A security researcher, Ashutosh Barot, has discovered exposed data of Shipyaari, a Mumbai-based logistics company. The exposed data consists of personal information of Shipyaari customers including their names, addresses, phone numbers, order invoice amounts, and delivery status. Shipyaari has more than 6,000 active sellers across the country and it claims to handle more than 5,000 shipments a day.
Data Exposed due to Month-Long Spill
The sensitive data was exposed due to the months-long spill of its internal shipment information. The security researcher also confirmed that the company’s client tracking page was not password protected and could be viewed by anyone who had the web address. Hence, it can be used to perform targeted social engineering attacks and financial frauds. According to Barot, he called Shipyaari back in 2021 to inform them about the exposed data after which the company made some changes but the problem still remains the same.
Shipyaari Fixed the Issue
The logistics company end up fixing the vulnerability after an international media outlet reached out to the logistics services provider regarding the security incident. According to the media outlet; “Shipyaari fixed the exposure by removing customers’ personally identifiable information (PII) from the tracking page and restricted its access with a one-time PIN (OTP) system. It later updated the system to limit bad actors from launching automated attacks.”

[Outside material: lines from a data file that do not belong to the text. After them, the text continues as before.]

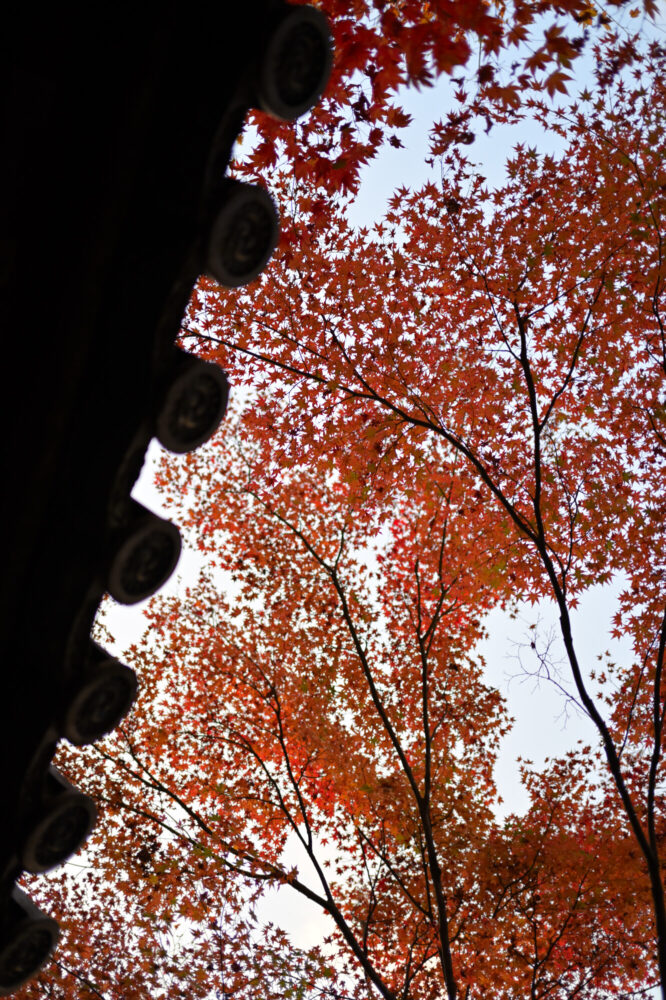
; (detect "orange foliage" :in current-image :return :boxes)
[15,0,666,1000]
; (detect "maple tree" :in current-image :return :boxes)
[11,2,666,1000]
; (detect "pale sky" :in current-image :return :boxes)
[101,11,666,984]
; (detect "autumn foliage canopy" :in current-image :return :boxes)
[14,0,666,1000]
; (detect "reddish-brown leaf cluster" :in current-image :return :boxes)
[15,0,666,1000]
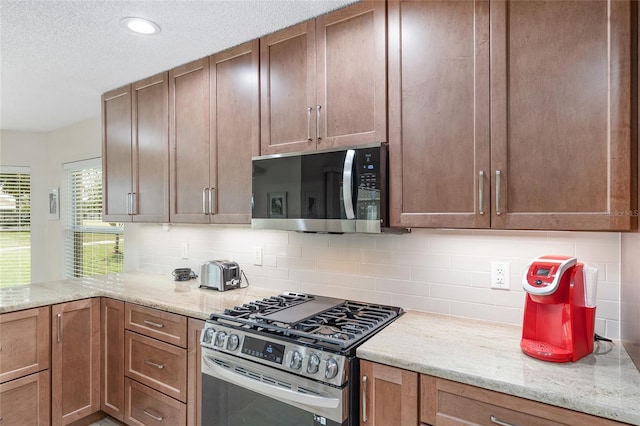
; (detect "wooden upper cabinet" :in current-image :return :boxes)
[102,85,133,222]
[131,73,169,222]
[260,20,317,155]
[260,0,387,155]
[389,0,634,230]
[209,40,260,223]
[102,73,169,222]
[169,58,213,223]
[491,0,632,230]
[388,1,490,228]
[315,0,387,149]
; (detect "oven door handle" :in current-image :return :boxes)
[202,356,340,409]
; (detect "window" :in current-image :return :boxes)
[65,159,124,277]
[0,167,31,287]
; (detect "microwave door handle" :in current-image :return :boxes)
[342,149,356,219]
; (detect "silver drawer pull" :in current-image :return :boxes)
[142,408,164,422]
[143,320,164,328]
[144,359,164,370]
[489,414,516,426]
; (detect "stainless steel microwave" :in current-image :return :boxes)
[251,143,388,233]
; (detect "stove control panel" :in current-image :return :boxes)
[200,322,348,386]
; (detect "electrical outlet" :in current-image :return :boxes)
[253,247,262,266]
[491,262,509,290]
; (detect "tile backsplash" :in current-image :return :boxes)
[125,224,620,339]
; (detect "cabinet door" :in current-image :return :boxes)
[100,298,124,421]
[491,0,632,230]
[360,360,418,426]
[131,73,169,222]
[51,298,100,425]
[102,85,133,222]
[0,306,50,383]
[389,0,490,228]
[315,0,387,149]
[260,20,316,155]
[0,370,51,426]
[187,318,204,426]
[169,58,211,223]
[209,40,260,223]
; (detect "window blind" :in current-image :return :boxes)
[0,167,31,287]
[64,159,124,277]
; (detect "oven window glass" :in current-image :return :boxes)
[202,374,347,426]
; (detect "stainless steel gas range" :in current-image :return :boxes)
[200,292,402,426]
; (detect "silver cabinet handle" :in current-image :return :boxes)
[489,414,516,426]
[209,188,217,214]
[307,107,313,142]
[496,170,502,216]
[478,170,484,214]
[131,192,138,216]
[362,376,367,423]
[316,105,322,140]
[58,314,62,343]
[142,408,164,422]
[342,149,356,219]
[202,188,209,214]
[144,359,164,370]
[143,320,164,328]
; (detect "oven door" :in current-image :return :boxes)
[201,347,349,426]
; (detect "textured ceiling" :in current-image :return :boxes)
[0,0,354,131]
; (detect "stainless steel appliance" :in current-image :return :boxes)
[200,260,242,291]
[200,292,403,426]
[251,143,388,233]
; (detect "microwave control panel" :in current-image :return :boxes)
[356,148,381,220]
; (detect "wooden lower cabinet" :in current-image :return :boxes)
[360,360,418,426]
[100,298,125,421]
[0,306,50,383]
[420,374,620,426]
[51,298,100,426]
[124,378,187,426]
[0,370,51,426]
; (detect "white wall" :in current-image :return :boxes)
[0,117,102,282]
[125,224,620,338]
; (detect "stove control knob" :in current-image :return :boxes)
[215,331,227,348]
[289,351,302,370]
[307,354,320,374]
[227,334,240,351]
[202,328,216,343]
[324,358,338,379]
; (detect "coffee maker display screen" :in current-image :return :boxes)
[536,267,551,277]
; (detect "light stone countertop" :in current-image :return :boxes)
[357,311,640,425]
[0,272,277,319]
[0,272,640,425]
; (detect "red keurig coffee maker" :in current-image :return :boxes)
[520,256,596,362]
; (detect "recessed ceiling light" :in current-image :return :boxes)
[120,17,160,35]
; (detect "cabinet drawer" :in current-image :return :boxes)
[0,370,51,426]
[0,306,50,383]
[125,331,187,402]
[124,379,187,426]
[125,303,187,348]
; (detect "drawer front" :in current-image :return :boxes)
[0,306,50,383]
[124,379,187,426]
[125,303,187,348]
[0,370,51,426]
[125,331,187,402]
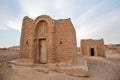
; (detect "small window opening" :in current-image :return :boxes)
[60,41,62,44]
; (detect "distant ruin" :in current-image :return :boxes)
[81,39,105,57]
[20,15,76,63]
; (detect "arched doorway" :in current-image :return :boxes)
[36,21,48,63]
[90,48,94,56]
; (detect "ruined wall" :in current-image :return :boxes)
[55,19,76,62]
[81,39,105,56]
[20,15,76,63]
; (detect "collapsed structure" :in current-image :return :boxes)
[20,15,76,63]
[81,39,105,57]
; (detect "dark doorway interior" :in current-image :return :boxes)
[91,48,94,56]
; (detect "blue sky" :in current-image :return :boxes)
[0,0,120,47]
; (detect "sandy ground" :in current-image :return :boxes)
[0,49,120,80]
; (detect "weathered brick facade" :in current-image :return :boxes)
[20,15,76,63]
[81,39,105,57]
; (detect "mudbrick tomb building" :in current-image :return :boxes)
[81,39,105,57]
[20,15,76,63]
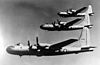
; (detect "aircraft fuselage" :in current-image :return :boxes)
[6,46,95,56]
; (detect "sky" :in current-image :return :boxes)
[0,0,100,65]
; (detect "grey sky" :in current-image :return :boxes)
[0,0,100,65]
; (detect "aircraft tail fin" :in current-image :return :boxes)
[87,5,93,14]
[79,27,90,47]
[36,37,40,46]
[78,14,93,29]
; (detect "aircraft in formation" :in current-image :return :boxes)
[6,27,96,57]
[57,5,94,18]
[6,6,96,57]
[40,5,93,31]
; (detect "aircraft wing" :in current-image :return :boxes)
[65,18,81,27]
[74,7,87,14]
[49,39,78,50]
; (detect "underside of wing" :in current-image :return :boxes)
[74,7,87,14]
[49,39,78,50]
[65,18,81,27]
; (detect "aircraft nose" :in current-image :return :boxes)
[6,46,14,54]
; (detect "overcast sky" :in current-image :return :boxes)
[0,0,100,65]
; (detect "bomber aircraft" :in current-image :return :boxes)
[6,27,96,57]
[40,13,93,31]
[57,5,94,18]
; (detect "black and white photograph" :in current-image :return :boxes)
[0,0,100,65]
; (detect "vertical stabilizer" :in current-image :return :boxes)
[79,27,90,47]
[79,14,91,26]
[87,5,93,14]
[36,37,40,46]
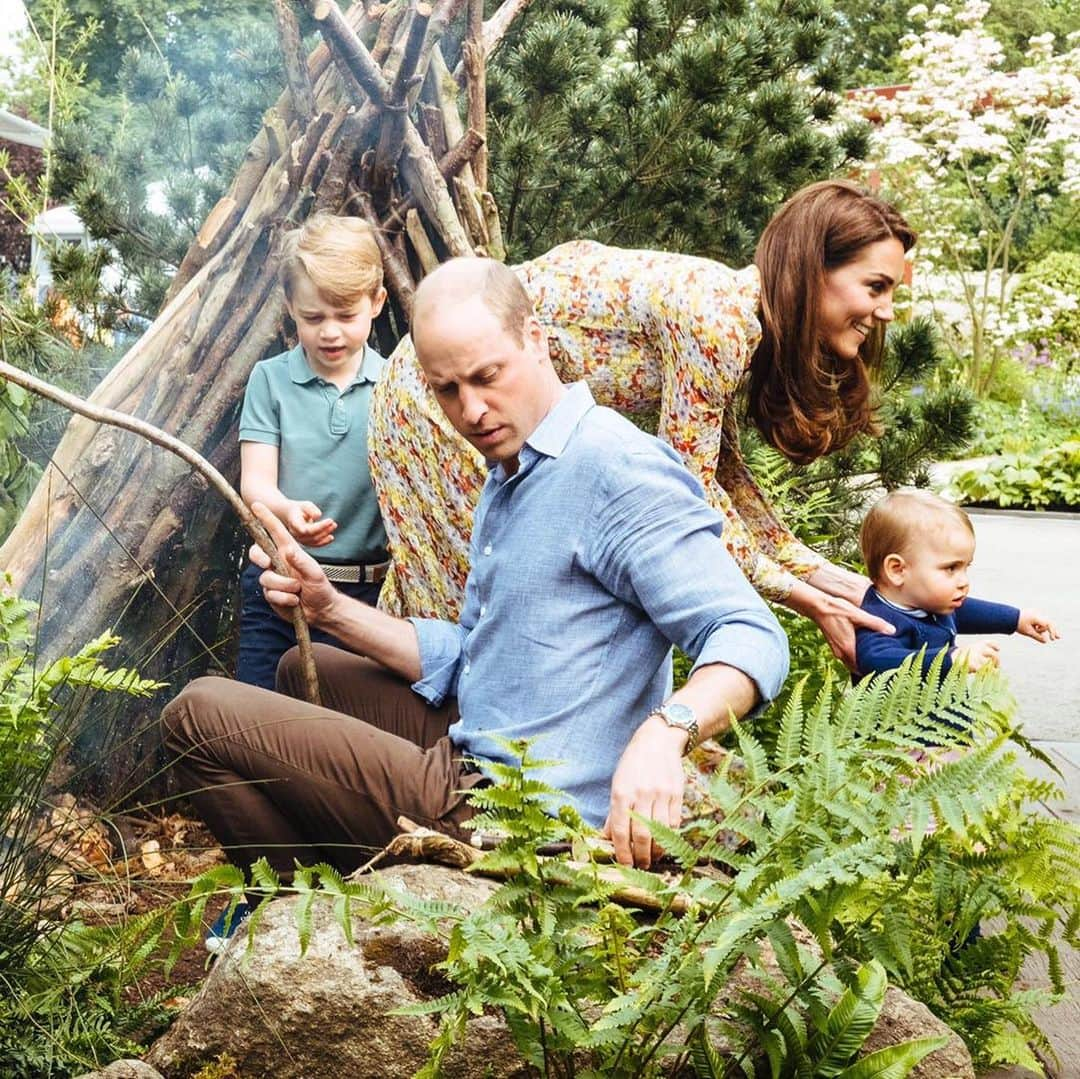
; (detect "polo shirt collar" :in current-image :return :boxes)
[288,345,387,386]
[874,589,930,619]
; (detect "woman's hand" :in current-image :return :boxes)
[1016,610,1061,645]
[784,567,896,671]
[805,562,870,607]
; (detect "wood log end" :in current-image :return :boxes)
[195,194,237,247]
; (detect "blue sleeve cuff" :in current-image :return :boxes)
[690,623,788,718]
[408,618,469,707]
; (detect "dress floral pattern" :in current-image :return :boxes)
[369,241,823,619]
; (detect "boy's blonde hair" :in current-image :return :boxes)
[859,488,975,584]
[279,213,382,307]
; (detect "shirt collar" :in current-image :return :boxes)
[874,589,930,618]
[288,345,387,386]
[525,381,596,457]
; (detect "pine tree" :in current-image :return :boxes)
[488,0,867,262]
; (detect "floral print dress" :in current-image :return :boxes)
[369,241,823,619]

Ashutosh Barot thanked Shipyaari for fixing the issue, he said; “I appreciate Shipyaari for fixing the issue and implementing recommendations,” He further said that India needed strong data privacy laws to help limit growing instances of data exposures and leaks. Later, Barot confirmed that customer PII data is no longer displaying on the page while loading. Vishal Totla, founder of Shipyaari said; “Data privacy is of utmost importance to us, and we will ensure such instances should not occur in the future.”